Moseley hält es für möglich, dass sich Phantomschmerzen durch mentales Training beeinflussen lassen. Manche Patienten mit Schmerzen im Phantomarm haben den Eindruck, dieser sei in einer bestimmten Stellung fixiert. Ein Patient hatte beispielsweise das Gefühl, seine Phantomhand klebe mit verdrehter Handfläche auf seinem Hinterkopf. Durch mentales Training könnte der Phantomarm in der Vorstellung in eine andere Position bewegt werden.
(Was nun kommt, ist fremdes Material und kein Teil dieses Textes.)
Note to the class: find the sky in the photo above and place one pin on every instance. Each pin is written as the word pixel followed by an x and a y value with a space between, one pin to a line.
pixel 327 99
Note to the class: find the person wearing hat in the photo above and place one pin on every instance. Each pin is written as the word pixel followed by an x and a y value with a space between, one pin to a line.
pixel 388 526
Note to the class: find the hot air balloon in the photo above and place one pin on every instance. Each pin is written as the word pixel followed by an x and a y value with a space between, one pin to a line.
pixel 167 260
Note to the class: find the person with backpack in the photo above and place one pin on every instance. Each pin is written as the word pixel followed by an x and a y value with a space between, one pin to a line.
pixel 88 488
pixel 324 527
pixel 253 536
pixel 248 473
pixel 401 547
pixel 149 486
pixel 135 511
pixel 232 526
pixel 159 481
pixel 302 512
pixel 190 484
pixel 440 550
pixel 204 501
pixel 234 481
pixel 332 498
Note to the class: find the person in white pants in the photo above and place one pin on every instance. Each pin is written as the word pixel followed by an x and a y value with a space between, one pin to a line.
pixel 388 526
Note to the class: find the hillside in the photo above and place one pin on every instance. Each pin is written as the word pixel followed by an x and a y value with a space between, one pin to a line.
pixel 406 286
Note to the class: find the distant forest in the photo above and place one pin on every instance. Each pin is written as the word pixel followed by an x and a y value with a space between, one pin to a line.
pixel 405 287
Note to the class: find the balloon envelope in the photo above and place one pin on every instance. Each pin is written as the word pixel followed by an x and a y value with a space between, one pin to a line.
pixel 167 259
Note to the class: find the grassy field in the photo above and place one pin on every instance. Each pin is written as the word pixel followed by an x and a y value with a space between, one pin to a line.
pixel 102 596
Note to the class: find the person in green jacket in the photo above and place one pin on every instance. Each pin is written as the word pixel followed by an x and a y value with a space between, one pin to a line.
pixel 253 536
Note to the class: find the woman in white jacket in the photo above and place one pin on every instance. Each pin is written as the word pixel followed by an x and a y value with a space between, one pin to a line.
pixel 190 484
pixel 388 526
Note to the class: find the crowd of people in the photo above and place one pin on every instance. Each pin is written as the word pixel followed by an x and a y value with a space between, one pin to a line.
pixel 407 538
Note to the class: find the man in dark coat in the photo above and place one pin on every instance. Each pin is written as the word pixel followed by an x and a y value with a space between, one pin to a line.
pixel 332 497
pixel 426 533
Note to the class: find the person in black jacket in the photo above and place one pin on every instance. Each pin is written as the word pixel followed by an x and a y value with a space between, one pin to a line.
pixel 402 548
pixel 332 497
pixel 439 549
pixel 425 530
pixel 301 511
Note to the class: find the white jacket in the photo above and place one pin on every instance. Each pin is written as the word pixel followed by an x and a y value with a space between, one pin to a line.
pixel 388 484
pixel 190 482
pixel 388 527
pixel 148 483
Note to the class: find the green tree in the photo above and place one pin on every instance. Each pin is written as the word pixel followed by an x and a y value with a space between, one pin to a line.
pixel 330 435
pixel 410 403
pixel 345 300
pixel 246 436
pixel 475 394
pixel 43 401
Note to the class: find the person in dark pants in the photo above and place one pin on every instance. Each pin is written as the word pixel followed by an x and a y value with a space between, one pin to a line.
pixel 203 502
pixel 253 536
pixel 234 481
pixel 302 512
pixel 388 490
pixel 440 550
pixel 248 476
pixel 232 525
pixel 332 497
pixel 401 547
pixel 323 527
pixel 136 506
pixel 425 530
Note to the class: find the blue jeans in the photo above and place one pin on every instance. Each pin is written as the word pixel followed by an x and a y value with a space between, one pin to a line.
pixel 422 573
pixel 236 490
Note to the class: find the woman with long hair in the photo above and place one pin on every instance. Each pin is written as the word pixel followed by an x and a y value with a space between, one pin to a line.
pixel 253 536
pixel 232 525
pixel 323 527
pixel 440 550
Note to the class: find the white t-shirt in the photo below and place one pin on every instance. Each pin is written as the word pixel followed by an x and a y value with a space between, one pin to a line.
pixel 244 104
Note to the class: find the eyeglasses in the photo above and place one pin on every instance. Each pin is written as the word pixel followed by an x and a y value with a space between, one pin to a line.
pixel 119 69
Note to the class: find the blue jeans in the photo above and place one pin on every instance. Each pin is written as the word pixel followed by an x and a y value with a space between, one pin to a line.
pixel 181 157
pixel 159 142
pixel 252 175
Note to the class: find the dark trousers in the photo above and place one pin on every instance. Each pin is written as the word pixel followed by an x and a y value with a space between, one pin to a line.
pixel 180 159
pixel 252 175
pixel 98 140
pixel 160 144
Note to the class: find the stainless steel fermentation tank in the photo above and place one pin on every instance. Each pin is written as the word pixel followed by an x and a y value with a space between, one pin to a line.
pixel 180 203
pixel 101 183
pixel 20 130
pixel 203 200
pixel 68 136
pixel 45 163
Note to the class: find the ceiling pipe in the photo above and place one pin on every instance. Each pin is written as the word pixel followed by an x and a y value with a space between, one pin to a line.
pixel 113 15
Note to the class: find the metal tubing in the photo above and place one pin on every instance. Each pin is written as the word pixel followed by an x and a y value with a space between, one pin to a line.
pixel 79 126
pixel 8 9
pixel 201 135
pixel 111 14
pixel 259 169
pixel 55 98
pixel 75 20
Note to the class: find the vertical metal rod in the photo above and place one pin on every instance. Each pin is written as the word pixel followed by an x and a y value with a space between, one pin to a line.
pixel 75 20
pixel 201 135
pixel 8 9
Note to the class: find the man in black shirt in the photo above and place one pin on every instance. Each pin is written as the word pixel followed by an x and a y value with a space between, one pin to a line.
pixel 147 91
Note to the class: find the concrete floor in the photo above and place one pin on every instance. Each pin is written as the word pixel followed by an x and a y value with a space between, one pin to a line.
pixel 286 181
Dies könnte die Lösung sein, um die Schmerzen zu beseitigen, so Moseley gegenüber Laborjournal.

 

Sport oder Memory?


Rüdiger Rupp, Forschungslaborleiter am Querschnittszentrum der Orthopädischen Universitätsklinik Heidelberg, betrachtet die praktische Bedeutung der Ergebnisse von Moseley und Brugger mit Skepsis. Rupp hat im Rahmen seiner Forschungsarbeiten Neuroprothesen für Hochquerschnittgelähmte entwickelt, die sich mittels schwacher Muskelanspannung oder sogar über Bewegungsvorstellungen steuern lassen. In der Veröffentlichung von Moseley und Brugger vermisst Rupp einen konkreten Beweis, dass die Probanden sich die einstudierte unmögliche Handbewegung tatsächlich vorstellen. “Dies könnte nur über eine funktionelle Magnetresonanztomografie der motorischen Hirnareale geklärt werden, die aktive Bereiche sichtbar macht”, sagte Rupp gegenüber Laborjournal. Die Ergebnisse von Moseley und Brugger zeigten lediglich, dass die Probanden gelernt hätten, ein visuelles Muster einer Bewegung wiederzuerkennen. Dass man das trainieren könne, sei eigentlich selbstverständlich. “Jeder von uns würde seine Schnelligkeit in einem Memoryspiel mit verschiedenen Handpositionen bei mehrmaligem Spielen verbessern. Vor allem, wenn es um die Wiedererkennung von “unmöglichen” Handpositionen geht.”, so Rupp. Ob die Erkenntnisse von Moseley und Brugger in einer neuen Therapie zur Verminderung des Phantomschmerzes umgesetzt werden können, müssen klinische Studien zeigen. Bei Querschnittsgelähmten fanden Rupp und seine Kollegen widersprüchliche Einflüsse von Bewegungsvorstellungen auf neurogene Schmerzen: bei manchen Patienten nahmen die Schmerzen zu, bei anderen nahmen sie ab.

 

Die Macht der Illusion


Seit Jahren wird bereits die Spiegeltherapie zur Behandlung von Phantomschmerzen eingesetzt. Bei dieser Methode wird der gesunde Arm des Patienten gespiegelt und der Eindruck erweckt, der amputierte Arm sei wieder vorhanden. Der Phantomarm kann so über den gesunden Arm gezielt beeinflusst werden, auch wenn es sich dabei um eine Sinnestäuschung handelt. Man nimmt an, dass sich dadurch das veränderte Körperschema im Gehirn wieder normalisiert.